Alarms were quickly raised on our end as well as our ISP’s end. Our ISP’s technicians immediately checked to make sure that power generation was running. They were able to confirm that it was. Staff were dispatched to ensure successful failover of power generation. When arriving at the datacenter at 22:45 CEST, they found that power to the site had been lost a few minutes earlier.

Upon investigating they found that the device responsible for switching over power from utility to power generation failed even though backup generation was running. Power was restored by switching over the system from utility power to backup power manually.

Subsequent effects
After power was restored we found that network connectivity was still not working for several
customers. As it turned out some network devices were having issues coming back up, and some had
either lost their configuration completely or simply did not boot.

Work was immediately started to replace failed switches or restore their configuration. The majority of our ISP’s time restoring services was spent in troubleshooting networking and doing manual interventions for servers that did not come back up.

Improving networking
Our ISP will look at ways of improving their routing infrastructure so that the loss of a single site will not cause downtime for other sites.
In our data centers we make use of a common spine/leaf architecture. For many services we deploy a leaf switch that communicates with multiple redundant spines. Most of the switches we ended up having issues with were leaf switches. For customers connected to those, they were effectively down.

Our ISP found that even though they did have backups of all configuration data, resolving these issues took away a lot of engineering time that could have been spent on resolving individual customer issues.

In order to improve this, our ISP will be looking at switch automation and zero-touch provisioning of switches. Meaning that if a switch were to fail we could very quickly pull it out, and simply have it boot into new configuration automatically with very little manual intervention other than replacing the device id in our provisioning system.

Improving communications
During an event like this, communications are always difficult. Our customers are understandably
worried about their services and when they can be back up and running. On our end we came to realise that our website and single-point-of-contact online support-forms where in effect offline due to the fact that they where hosted in the same datacenter, and that the offline cached version did not fully work. We have now deployed a redundant solution so that this will not occur again.

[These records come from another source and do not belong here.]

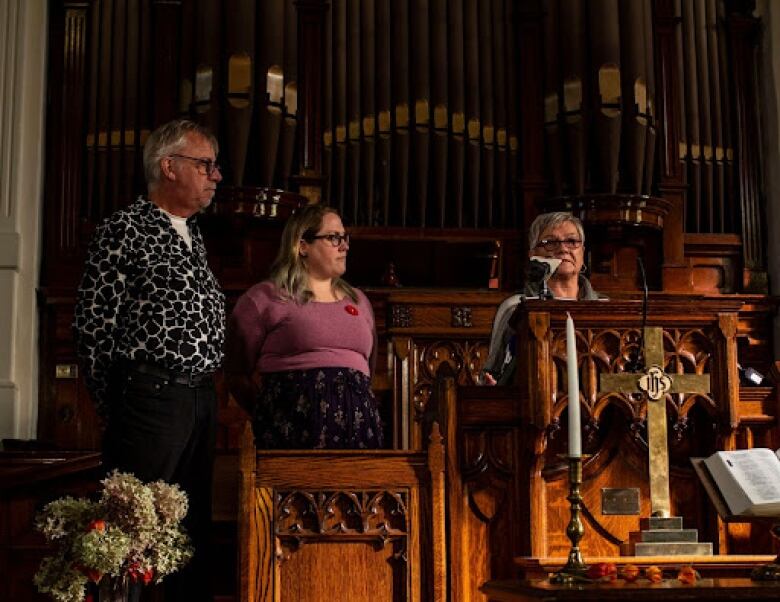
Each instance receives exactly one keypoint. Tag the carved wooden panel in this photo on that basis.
(347, 526)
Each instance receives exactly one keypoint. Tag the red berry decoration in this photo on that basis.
(602, 571)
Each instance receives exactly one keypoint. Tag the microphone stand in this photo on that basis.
(637, 362)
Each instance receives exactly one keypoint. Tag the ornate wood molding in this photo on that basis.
(375, 515)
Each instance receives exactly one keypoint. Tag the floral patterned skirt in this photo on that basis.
(320, 408)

Furthermore - we will work on improving our communication routines to make sure customers have as much information as we can provide via our third party status portal: https://dedia.statuspage.io/

Improving power resiliency
In order to understand why power was lost, it is helpful to understand how backup power generation
works. When utility power is lost there are microcontrollers that communicate with backup power
generation and the breakers in the distribution panels.

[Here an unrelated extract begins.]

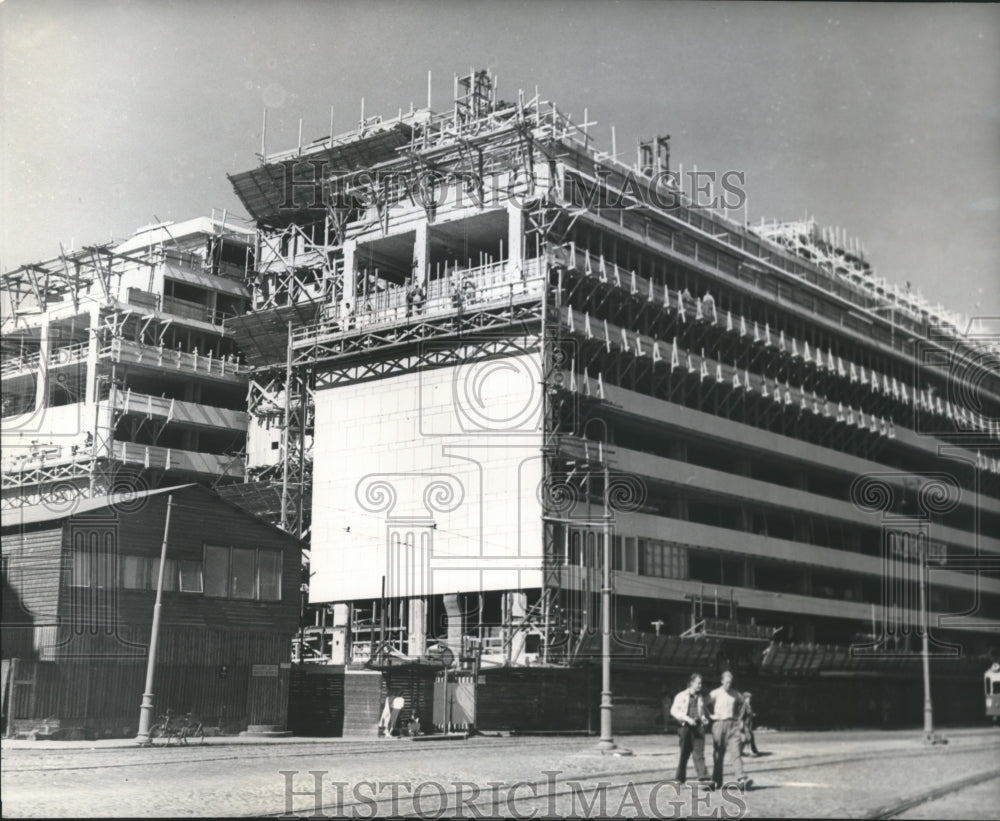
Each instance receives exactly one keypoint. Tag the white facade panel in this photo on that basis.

When power is lost these controllers ask backup power to start. When the backup system has started
it will turn off the utility power breakers and turn on backup power breakers.

This transitions the power feed from utility to backup power. In our case this transition did not happen. Our ISP is working with their electrical contractor to work out why this did not happen and to prevent a similar occurrence in the future.

Furthermore they will look at making breakers remotely controllable which they currently are not.

Summary
Last, but certainly not least, we want to apologize. We know that our services are critical to our customers' businesses. Over the coming weeks our ISP and their engineers will spend a lot of time investigating the chain of events in detail in order to improve the understanding of what happened and improve infrastructure reliability.

Posted May 06, 2022 - 17:14 CEST

Resolved

Alle tjenester, inkludert VPS, webhotell og e-post kjører nå som normalt.

Posted May 01, 2022 - 21:02 CEST

Update

Vi jobber fortsatt med å gjenopprette tilgang til våre tjenester.

Posted May 01, 2022 - 17:37 CEST

Update

Vi jobber fortsatt med å gjenopprette tjenester.

Posted May 01, 2022 - 13:45 CEST

Identified

Noen tjenester har nå blitt gjenopprettet. Det jobbes fortsatt med å gjenopprette resterende.

Posted May 01, 2022 - 09:39 CEST

Investigating

Vi opplever før tiden et driftsbrudd på en rekke tjenester som er plassert på vårt datasenter i Oslo. Feilsøk pågår.

Posted Apr 30, 2022 - 22:42 CEST

This incident affected: Tjenester (cPanel (Webhotell og E-post), VPS Cloud, Acronis Cloud Backup, Weebly Nettsidebygger), Datasentre (Digiplex, Oslo, Norge), and Websider og portaler (Dedia.no, cPanel kontrollpanel, cPanel webmail, VPS Cloud kontrollpanel).